A little more than two years after a deregulated U.S. banking industry stumbled in the fall of 2008, investors are increasingly shying away from early stage biotech companies, a high-stakes, high-rewards gamble in the best of times. Innovation capital is drying up in the U.S., according to a 2011 report the U.S. accounting firm Ernst & Young published this month.
One consequence, a Research Triangle venture capital investor said, is “deals are dying on the vine.”
“More and more small, really good startups are having problems finding money,” said Norris Tolson, chief executive of the N.C. Biotechnology Center. “We’re about the only game in town for early stage biotech companies.”
The biotech center, which offers grants and loans up to $250,000, has seen the number of funding requests increase by about 10 percent, Tolson said. In the past year, about 280 applicants asked for financial support. About 130 were approved.
Traditionally, young biotech companies have relied on private investors, often venture capital investors, to kick their R&D into gear.
U.S. biotech companies raised $5.5 billion in venture capital in 2007, about twice as much as in 2000, according to Ernst & Young. But in the past three years, the amount has stagnated at about $4.5 billion annually and venture capitalists have begun to hold money back until companies reach certain milestones.
Total capital raised by biotech companies in the U.S. bounced back to $20.7 billion last year, from about $13 billion in 2008, according to Ernst & Young. But much of that capital went to mature companies. Young, early stage companies, which work on the most innovative technologies and generate more jobs than large, established companies, actually received about 20 percent less in capital than the year before.

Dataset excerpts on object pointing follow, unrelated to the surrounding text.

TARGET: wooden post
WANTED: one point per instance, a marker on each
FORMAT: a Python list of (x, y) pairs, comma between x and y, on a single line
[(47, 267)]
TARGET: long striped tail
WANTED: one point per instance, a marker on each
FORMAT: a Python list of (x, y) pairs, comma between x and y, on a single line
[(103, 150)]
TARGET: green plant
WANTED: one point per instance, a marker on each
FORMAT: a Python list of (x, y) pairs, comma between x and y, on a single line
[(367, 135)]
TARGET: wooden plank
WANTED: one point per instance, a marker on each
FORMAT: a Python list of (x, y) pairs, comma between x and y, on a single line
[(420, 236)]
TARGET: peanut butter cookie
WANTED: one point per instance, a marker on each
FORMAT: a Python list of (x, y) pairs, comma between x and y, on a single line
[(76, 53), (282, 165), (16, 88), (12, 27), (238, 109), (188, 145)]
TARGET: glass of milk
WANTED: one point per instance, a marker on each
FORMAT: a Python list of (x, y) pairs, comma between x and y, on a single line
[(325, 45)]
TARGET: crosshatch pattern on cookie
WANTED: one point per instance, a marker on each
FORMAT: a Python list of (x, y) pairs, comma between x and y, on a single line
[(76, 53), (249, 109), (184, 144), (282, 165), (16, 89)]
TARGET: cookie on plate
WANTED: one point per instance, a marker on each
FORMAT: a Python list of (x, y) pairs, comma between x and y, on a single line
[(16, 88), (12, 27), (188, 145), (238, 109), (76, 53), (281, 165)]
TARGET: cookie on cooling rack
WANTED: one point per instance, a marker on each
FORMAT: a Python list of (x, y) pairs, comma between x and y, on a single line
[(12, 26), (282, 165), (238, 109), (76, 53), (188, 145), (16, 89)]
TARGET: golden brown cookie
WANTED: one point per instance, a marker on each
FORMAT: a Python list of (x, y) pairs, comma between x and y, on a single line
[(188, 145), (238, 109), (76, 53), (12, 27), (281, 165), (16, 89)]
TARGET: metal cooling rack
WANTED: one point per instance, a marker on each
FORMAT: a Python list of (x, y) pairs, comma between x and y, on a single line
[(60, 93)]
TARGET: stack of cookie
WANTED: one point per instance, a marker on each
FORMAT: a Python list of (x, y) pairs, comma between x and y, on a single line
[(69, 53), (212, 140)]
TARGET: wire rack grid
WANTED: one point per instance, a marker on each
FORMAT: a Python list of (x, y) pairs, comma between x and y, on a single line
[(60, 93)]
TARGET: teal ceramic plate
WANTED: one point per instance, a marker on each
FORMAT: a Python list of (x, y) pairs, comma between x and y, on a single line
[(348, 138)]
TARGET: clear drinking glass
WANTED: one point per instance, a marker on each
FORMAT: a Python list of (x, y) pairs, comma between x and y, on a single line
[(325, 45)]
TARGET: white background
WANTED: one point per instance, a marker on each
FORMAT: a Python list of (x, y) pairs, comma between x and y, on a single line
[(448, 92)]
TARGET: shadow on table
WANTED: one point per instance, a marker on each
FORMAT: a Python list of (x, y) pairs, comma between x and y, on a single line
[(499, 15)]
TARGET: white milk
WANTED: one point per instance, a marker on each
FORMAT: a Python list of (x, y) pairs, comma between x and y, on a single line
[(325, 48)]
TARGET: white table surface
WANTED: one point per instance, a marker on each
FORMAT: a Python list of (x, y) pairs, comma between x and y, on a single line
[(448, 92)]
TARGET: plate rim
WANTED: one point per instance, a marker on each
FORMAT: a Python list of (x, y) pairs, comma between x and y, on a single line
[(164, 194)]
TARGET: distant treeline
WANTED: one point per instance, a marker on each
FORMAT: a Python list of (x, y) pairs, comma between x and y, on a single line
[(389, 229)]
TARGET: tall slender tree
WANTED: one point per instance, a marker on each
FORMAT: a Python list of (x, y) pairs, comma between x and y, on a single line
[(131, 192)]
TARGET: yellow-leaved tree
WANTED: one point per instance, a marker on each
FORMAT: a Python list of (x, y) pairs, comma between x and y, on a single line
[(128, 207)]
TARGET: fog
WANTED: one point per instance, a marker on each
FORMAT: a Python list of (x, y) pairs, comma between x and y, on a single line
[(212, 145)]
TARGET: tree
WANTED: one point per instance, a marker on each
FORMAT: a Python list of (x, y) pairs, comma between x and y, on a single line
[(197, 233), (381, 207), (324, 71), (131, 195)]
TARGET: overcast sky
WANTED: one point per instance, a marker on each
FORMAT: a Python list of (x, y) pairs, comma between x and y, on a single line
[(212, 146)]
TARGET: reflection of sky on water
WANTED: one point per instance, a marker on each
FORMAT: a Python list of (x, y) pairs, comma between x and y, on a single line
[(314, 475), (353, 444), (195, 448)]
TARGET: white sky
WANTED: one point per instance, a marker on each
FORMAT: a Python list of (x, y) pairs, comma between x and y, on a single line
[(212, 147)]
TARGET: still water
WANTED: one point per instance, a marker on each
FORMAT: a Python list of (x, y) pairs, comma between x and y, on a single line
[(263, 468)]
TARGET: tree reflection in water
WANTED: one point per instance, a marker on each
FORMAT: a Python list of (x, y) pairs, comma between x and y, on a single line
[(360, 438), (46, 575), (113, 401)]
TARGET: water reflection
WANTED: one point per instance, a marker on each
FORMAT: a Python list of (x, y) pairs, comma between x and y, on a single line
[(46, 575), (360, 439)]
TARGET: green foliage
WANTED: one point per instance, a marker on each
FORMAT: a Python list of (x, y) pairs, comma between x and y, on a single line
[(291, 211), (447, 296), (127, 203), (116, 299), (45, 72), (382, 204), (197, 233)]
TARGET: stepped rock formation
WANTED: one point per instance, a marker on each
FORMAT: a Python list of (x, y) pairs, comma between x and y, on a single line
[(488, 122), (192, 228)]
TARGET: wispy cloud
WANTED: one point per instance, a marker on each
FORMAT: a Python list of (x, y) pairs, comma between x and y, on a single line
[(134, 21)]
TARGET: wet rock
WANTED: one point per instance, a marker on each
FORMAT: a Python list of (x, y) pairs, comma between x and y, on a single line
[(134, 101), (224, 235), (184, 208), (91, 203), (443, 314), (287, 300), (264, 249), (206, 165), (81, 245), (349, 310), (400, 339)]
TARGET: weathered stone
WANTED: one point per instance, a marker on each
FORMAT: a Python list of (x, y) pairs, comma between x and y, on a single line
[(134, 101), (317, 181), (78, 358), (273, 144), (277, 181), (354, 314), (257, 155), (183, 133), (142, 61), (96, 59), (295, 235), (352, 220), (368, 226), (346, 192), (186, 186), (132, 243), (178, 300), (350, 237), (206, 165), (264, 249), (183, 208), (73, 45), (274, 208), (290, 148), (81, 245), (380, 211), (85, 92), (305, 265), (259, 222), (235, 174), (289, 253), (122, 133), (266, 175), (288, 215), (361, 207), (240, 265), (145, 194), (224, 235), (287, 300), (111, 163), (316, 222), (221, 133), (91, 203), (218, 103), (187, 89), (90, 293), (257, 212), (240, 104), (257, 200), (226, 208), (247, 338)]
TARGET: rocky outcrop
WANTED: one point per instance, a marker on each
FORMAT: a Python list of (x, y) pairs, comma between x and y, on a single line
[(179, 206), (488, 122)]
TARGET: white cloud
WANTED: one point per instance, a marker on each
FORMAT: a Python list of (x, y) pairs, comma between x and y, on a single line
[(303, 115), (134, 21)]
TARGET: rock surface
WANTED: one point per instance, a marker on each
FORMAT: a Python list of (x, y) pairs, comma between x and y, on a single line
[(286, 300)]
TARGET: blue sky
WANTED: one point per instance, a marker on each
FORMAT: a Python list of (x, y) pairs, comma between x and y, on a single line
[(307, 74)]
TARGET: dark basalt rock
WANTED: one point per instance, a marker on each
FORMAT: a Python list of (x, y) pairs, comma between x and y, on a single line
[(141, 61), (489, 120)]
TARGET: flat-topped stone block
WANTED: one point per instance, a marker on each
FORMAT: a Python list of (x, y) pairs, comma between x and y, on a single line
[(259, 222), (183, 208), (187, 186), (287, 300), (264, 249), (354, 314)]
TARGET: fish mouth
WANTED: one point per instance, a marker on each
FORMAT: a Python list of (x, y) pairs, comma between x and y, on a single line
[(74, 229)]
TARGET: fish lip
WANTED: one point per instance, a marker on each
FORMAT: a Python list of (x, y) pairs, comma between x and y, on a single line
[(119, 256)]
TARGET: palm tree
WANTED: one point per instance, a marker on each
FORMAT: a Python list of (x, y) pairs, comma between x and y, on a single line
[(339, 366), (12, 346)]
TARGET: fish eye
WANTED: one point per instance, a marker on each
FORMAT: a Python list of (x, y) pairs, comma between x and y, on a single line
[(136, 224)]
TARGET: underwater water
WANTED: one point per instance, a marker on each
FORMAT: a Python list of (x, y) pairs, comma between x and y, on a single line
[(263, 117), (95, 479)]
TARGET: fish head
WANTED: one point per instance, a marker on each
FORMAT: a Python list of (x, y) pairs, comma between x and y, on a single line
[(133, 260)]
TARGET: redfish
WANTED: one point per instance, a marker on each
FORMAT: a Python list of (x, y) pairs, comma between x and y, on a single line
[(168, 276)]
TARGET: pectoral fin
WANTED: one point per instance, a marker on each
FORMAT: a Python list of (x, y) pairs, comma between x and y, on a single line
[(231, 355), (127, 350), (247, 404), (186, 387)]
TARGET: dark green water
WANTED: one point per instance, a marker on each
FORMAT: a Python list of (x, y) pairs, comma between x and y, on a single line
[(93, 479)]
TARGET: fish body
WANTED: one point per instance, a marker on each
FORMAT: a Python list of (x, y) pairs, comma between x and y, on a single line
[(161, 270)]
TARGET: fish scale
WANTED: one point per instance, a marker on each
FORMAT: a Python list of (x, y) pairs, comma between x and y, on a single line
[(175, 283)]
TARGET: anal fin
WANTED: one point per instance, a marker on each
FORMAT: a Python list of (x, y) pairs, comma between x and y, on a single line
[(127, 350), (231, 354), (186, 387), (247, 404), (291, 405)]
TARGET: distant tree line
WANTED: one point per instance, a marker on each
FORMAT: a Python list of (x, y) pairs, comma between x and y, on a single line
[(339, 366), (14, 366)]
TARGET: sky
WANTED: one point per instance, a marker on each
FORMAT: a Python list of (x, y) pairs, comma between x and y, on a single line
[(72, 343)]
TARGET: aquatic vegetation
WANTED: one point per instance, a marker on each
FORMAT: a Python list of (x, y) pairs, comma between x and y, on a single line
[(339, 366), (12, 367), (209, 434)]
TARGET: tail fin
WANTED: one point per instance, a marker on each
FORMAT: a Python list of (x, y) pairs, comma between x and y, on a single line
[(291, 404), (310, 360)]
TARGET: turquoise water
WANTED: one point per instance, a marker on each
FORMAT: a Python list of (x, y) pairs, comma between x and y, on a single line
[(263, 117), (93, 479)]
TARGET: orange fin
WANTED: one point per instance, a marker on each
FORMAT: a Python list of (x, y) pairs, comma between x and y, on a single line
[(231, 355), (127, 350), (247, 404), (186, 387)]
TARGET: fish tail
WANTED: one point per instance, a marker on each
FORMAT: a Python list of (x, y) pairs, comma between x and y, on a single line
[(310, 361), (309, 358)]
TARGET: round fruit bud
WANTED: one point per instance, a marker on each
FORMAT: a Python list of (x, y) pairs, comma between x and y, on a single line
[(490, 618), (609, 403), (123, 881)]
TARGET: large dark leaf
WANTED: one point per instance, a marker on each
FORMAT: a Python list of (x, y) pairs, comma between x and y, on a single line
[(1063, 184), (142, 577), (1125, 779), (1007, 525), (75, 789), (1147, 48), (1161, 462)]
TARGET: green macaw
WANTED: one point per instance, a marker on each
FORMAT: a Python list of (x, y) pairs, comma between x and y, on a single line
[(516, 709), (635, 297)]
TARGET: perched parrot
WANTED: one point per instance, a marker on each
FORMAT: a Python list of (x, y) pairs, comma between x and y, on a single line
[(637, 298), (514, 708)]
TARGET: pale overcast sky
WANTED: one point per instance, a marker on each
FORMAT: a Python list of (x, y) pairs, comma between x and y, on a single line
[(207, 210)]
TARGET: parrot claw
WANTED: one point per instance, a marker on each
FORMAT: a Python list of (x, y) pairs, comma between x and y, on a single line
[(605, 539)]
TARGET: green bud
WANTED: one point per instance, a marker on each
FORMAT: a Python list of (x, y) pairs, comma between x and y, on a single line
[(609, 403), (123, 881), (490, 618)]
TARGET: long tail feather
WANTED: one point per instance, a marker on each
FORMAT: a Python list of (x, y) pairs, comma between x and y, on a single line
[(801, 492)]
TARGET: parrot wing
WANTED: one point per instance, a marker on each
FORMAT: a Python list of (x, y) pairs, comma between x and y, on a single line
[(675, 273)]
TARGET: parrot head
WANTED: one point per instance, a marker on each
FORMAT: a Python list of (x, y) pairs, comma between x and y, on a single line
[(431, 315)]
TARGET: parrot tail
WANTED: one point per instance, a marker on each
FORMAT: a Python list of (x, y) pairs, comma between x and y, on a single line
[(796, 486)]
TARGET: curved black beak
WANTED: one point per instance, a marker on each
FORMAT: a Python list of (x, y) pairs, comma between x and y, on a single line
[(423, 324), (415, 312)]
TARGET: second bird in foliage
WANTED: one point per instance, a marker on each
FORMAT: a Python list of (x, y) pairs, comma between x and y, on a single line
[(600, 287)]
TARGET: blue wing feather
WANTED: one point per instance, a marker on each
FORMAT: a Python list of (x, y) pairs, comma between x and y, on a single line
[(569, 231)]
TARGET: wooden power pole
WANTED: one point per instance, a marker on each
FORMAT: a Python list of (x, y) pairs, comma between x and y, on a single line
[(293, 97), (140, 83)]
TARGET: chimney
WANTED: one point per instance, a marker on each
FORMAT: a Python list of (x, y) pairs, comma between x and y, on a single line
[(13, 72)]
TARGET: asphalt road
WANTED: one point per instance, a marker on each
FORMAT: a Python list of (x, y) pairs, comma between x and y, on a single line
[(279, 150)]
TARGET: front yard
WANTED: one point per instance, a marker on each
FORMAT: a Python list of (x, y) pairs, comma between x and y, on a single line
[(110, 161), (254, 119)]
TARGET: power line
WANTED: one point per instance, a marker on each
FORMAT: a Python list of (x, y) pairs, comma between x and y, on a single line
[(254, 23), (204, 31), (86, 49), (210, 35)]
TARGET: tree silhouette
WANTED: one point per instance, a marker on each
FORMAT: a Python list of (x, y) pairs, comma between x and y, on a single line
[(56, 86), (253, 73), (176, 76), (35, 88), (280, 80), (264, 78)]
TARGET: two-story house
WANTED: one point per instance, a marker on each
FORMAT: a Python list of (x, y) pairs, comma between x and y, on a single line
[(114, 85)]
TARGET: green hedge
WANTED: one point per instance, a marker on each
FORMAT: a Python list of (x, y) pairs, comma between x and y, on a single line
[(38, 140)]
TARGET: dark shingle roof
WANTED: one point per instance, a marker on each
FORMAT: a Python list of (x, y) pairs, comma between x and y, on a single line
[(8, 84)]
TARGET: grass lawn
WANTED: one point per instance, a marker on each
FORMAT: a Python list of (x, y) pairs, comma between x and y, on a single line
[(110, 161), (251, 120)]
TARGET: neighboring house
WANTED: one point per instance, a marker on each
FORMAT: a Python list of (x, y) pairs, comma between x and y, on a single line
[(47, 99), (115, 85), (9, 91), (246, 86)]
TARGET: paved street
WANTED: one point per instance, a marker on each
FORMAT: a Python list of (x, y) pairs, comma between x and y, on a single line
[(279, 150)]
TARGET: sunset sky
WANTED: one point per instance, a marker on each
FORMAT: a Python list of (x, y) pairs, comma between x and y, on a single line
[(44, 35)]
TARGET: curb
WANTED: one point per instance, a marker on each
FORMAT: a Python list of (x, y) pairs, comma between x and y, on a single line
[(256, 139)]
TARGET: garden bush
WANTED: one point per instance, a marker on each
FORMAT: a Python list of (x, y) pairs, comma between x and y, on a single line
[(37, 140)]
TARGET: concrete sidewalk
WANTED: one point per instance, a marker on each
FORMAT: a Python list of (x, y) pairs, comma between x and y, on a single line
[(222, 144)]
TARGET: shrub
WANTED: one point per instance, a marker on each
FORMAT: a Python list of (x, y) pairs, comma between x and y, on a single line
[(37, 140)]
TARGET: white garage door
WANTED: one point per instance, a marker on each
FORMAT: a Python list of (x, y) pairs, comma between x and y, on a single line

In Europe, capital raised was more evenly distributed among startups and mature companies. In Singapore, China and India, governments are ratcheting up efforts to bolster biotech innovation. And in Latin America, Brazil’s already strong agricultural biotechnology sector is gaining attention.
But politicians, economic developers and university administrators in the Research Triangle have come up with ideas to encourage the formation of R&D startups despite the early stage funding crunch
The biotech center teamed up with Alexandria Real Estate Equities, a Pasadena, Calif.-based real estate investment trust, to attract young companies working in agricultural biotech research. Alexandria, which already owns lab buildings in the Triangle, will build a $13.5 million business incubator with about 18,000-square-feet of greenhouse space near RTP.
Several universities and the Council for Entrepreneurial Development are working with the charitable arm of the Blackstone Group, a global investment firm, to turn more technologies developed at universities into companies and bolster the Triangle’s existing entrepreneurial network.
The chancellors at UNC-CH and NCSU have set up innovation funds to further support spinoffs.
And state legislators are again considering establishing a nonprofit that can loan young companies money. The legislation has come up twice before and would use about $100 million an out-of-state investor is willing to provide, Tolson said. Initially, only life science companies could benefit, but recently state lawmakers suggested that information technology and green technology companies should also be included.
“There’s a huge need for startup capital across the U.S.,” Tolson said. In North Carolina, “a lot of people are understanding the need.”